Think of some of the great films with eye-popping visuals, intriguing characters, daring questions or heartfelt narratives that hooked us right from the start: Big Jake, Citizen Kane, Forrest Gump, Jaws, National Treasure, Raiders of the Lost Ark, While You Were Sleeping. From the first frame, we’re already asking, “What happens next?!”

Consider as well the skillful placement of foreshadowing in films such as Back to the Future where the reference to the broken clock tower later supplied the solution to Marty and Doc Brown’s time-travel crisis. Introduced early (and subtly) to tease our curiosity, such elements of set-up sidestep the cliché of contrivance in the later clinches.

Also critical is that art of the Big Uh-Oh. Just when the finish line looms in sight, there’s suddenly one final obstacle. The uh-oh circles back to a film’s initial hooks and foreshadowing, a good example of this being Jumanji. Hopelessly trapped by his enemy, Alan Parrish fumbles the dice…but rolls the fortuitous combination that will finally release him and his friends from danger. What viewers have forgotten up until now, of course, is the premise that once the game is over, everything will revert to its original state.

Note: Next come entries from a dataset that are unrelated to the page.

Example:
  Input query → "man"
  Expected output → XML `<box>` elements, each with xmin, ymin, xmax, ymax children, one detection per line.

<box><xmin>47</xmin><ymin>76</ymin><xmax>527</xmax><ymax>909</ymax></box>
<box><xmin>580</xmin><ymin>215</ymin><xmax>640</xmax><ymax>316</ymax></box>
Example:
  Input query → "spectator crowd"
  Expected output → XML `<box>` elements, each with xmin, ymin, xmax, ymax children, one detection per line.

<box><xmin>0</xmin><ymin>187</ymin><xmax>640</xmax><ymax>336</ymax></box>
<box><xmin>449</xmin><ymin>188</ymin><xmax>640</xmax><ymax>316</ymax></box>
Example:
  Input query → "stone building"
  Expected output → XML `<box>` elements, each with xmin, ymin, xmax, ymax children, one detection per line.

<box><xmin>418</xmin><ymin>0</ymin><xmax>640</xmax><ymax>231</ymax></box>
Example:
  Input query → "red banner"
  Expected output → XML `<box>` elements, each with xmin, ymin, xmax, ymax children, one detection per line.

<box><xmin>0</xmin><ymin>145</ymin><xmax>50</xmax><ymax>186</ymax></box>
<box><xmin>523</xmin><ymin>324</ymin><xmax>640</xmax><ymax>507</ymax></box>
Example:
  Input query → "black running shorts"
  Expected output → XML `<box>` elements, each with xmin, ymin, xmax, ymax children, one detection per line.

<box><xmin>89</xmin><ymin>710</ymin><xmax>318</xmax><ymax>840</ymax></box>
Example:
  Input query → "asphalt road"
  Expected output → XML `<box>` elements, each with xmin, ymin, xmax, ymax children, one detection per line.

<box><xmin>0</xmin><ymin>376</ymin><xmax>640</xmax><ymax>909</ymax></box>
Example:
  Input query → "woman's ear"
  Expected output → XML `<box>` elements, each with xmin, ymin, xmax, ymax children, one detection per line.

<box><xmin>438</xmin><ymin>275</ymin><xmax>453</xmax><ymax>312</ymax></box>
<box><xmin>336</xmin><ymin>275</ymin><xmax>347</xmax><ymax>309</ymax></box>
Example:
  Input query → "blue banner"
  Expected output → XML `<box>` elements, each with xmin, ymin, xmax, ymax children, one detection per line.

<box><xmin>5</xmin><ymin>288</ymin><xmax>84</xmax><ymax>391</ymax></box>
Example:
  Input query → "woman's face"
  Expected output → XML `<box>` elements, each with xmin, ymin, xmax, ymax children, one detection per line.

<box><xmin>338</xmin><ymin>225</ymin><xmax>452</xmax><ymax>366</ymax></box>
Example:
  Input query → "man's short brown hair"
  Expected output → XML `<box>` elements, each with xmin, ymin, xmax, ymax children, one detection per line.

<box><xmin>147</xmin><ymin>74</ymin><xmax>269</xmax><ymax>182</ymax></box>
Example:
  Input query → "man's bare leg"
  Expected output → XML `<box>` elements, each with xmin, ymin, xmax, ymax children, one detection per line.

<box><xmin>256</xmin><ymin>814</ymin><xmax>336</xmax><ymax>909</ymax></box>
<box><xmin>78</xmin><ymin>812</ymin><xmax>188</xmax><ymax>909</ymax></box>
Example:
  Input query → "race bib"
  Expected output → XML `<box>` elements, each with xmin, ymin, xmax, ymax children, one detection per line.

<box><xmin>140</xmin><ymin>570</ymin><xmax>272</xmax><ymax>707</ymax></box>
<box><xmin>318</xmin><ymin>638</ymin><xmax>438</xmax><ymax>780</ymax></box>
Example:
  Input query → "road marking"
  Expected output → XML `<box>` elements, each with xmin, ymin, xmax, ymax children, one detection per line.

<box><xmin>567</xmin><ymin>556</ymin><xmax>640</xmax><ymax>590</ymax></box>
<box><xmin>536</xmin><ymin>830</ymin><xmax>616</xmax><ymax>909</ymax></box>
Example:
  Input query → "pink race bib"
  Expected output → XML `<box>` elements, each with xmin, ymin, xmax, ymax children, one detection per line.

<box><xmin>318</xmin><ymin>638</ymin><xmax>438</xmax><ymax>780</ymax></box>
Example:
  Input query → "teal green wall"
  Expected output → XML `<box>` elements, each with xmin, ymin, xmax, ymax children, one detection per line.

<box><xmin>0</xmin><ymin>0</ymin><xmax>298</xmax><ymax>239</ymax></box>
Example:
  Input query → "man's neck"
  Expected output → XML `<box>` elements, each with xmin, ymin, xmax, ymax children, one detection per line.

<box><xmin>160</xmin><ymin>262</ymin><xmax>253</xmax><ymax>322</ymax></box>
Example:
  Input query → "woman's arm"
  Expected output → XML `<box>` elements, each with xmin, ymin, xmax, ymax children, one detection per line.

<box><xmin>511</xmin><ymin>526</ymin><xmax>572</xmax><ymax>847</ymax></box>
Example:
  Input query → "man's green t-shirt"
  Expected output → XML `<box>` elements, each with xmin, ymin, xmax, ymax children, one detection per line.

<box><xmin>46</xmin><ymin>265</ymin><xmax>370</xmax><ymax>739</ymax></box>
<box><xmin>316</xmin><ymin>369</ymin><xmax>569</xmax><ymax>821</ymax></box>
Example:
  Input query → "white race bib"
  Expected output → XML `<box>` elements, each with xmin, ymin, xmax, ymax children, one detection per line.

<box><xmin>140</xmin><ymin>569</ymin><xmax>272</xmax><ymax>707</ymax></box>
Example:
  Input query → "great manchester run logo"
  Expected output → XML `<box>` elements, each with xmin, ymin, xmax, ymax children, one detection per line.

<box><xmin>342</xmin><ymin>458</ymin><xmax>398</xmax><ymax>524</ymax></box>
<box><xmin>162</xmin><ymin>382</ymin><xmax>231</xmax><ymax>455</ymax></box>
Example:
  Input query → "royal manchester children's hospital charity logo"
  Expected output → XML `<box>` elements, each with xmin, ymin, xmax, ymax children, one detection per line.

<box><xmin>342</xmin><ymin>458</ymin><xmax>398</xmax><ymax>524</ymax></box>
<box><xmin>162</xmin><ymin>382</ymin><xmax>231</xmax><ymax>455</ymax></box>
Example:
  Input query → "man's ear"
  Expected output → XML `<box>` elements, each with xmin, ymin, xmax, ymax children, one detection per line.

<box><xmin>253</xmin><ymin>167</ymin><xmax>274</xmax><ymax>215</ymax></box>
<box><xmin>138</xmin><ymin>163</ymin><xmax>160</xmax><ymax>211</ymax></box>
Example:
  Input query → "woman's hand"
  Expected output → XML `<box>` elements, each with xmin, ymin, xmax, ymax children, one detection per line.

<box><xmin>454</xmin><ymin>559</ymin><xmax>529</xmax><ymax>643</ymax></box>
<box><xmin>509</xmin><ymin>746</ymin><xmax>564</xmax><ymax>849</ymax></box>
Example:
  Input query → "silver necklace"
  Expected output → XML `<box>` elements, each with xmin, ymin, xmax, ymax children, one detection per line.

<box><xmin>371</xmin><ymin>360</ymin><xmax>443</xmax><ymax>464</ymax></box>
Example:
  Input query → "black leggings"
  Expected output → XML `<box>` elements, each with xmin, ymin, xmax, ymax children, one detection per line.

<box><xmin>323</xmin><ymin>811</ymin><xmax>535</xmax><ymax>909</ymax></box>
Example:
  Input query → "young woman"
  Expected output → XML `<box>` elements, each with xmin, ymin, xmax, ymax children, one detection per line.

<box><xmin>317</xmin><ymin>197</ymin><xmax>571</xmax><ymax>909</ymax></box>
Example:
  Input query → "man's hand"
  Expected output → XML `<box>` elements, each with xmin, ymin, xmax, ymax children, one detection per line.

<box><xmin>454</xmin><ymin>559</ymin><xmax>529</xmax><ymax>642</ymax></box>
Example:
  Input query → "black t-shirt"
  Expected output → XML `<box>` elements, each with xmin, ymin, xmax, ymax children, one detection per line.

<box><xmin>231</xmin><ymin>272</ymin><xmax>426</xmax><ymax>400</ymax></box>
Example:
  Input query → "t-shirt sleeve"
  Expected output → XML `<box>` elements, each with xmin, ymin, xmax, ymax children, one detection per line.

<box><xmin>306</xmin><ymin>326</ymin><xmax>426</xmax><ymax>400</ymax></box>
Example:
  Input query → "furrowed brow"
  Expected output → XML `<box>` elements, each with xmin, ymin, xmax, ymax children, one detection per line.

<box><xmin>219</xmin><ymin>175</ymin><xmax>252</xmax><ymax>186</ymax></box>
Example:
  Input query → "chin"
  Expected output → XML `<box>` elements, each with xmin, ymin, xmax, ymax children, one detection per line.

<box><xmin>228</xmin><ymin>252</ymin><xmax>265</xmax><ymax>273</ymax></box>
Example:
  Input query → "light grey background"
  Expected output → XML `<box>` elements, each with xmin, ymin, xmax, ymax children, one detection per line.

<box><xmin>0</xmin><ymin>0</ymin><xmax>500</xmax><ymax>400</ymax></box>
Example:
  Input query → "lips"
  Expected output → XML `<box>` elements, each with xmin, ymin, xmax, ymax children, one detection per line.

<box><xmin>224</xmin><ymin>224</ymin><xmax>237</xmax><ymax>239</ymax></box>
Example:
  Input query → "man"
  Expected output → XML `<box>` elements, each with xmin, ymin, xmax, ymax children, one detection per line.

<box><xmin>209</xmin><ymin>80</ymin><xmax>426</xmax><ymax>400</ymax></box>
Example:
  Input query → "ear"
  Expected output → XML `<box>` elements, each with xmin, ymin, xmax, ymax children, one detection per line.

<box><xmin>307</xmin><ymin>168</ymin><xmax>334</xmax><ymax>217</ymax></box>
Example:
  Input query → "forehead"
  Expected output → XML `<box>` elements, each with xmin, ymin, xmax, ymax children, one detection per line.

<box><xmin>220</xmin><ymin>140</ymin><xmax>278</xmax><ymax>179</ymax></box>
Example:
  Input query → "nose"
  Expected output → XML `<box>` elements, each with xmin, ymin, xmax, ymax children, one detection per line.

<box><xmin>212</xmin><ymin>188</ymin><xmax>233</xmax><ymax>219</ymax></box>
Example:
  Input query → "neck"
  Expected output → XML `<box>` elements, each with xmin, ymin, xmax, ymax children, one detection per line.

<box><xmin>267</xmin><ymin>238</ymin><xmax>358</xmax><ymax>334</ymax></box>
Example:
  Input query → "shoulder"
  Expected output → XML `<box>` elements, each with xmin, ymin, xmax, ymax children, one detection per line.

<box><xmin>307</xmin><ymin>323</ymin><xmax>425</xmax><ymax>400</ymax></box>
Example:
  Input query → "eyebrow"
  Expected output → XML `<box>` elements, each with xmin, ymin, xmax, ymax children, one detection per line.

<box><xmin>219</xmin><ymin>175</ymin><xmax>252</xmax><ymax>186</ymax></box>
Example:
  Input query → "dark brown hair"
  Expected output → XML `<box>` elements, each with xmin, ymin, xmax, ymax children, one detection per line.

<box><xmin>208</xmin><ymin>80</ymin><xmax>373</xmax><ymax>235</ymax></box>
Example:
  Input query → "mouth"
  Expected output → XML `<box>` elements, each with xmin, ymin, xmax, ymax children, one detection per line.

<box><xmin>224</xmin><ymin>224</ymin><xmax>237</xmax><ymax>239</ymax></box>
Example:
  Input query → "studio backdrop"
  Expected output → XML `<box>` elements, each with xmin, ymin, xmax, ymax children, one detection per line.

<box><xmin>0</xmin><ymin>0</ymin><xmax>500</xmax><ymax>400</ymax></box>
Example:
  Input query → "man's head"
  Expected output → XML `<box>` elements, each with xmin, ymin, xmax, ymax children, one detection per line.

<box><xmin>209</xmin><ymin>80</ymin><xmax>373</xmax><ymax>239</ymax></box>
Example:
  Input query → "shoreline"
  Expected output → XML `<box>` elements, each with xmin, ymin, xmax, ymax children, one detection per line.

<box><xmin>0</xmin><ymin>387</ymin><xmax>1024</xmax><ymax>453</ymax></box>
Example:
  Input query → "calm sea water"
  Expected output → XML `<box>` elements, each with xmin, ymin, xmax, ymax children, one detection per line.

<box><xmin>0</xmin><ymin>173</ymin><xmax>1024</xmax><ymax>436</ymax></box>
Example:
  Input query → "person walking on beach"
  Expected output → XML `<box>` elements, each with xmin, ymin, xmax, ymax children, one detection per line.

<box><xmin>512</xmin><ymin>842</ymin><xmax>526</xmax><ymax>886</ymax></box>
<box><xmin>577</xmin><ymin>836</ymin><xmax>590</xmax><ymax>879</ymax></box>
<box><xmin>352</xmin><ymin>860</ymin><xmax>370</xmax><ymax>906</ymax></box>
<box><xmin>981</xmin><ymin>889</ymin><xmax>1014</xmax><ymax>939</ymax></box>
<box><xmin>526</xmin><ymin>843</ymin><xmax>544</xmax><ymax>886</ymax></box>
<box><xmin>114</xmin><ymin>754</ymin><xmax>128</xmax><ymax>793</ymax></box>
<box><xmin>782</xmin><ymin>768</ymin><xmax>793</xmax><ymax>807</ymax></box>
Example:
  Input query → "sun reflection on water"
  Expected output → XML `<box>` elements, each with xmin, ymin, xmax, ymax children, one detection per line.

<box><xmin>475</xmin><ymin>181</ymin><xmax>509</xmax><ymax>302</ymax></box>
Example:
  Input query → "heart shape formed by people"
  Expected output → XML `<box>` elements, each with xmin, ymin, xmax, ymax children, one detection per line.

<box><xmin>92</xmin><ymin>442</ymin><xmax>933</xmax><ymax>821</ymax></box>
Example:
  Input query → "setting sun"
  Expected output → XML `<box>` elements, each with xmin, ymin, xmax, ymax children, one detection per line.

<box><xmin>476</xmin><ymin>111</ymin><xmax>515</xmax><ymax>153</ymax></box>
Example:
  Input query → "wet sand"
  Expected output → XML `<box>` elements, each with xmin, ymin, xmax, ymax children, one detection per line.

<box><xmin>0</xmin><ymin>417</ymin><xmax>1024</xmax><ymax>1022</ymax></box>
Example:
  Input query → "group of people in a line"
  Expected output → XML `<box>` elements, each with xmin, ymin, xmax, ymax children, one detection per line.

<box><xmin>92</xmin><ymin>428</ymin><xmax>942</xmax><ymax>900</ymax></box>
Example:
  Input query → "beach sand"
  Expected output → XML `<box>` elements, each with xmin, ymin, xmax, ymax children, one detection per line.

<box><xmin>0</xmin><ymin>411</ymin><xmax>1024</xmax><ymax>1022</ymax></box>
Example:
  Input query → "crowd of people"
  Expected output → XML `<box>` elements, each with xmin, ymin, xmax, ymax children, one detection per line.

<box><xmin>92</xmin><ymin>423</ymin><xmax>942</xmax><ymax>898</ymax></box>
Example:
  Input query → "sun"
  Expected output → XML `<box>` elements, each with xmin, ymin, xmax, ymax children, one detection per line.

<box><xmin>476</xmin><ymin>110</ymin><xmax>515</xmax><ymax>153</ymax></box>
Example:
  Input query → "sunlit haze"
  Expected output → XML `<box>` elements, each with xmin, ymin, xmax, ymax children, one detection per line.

Once upon a time in elementary schools far, far away, maps of the world used to display the former USSR in bright red and labeled “Russia,” a blanket title synonymous (in those days) with Communism. Such views seem dated now, as does that 1990 film, The Hunt for Red October, in which a Soviet submarine commander may or may not be trying to defect to the United States. It’s used in this chapter because it effectively illustrates the relationship of hooks, foreshadowing and uh-ohs. In this case, the hook and uh-oh relate to the presence of two Soviet submarines, not just the one. The foreshadowing references a phobia experienced by Alec Baldwin’s character, a phobia which he will be required to confront before the film is over.

Choose ONE of the questions below and answer in complete sentences.

1. Identify three films you have seen which had powerful hooks. What were they and why did they immediately grab your attention? What type of hook do you plan to use in your own film?

2. Identify three films which contained foreshadowing. Did the information imparted seem like a clue at the time or was its placement not made clear to you until later in the story? Do you plan to use foreshadowing in your own story? Explain how.

3. Identify three films in which something unexpected happened just before the end (e.g., a character you thought was dead turned out not to be.) Does your own script contain an uh-oh? Is this plausible based on the sequence of events that led up to its occurrence?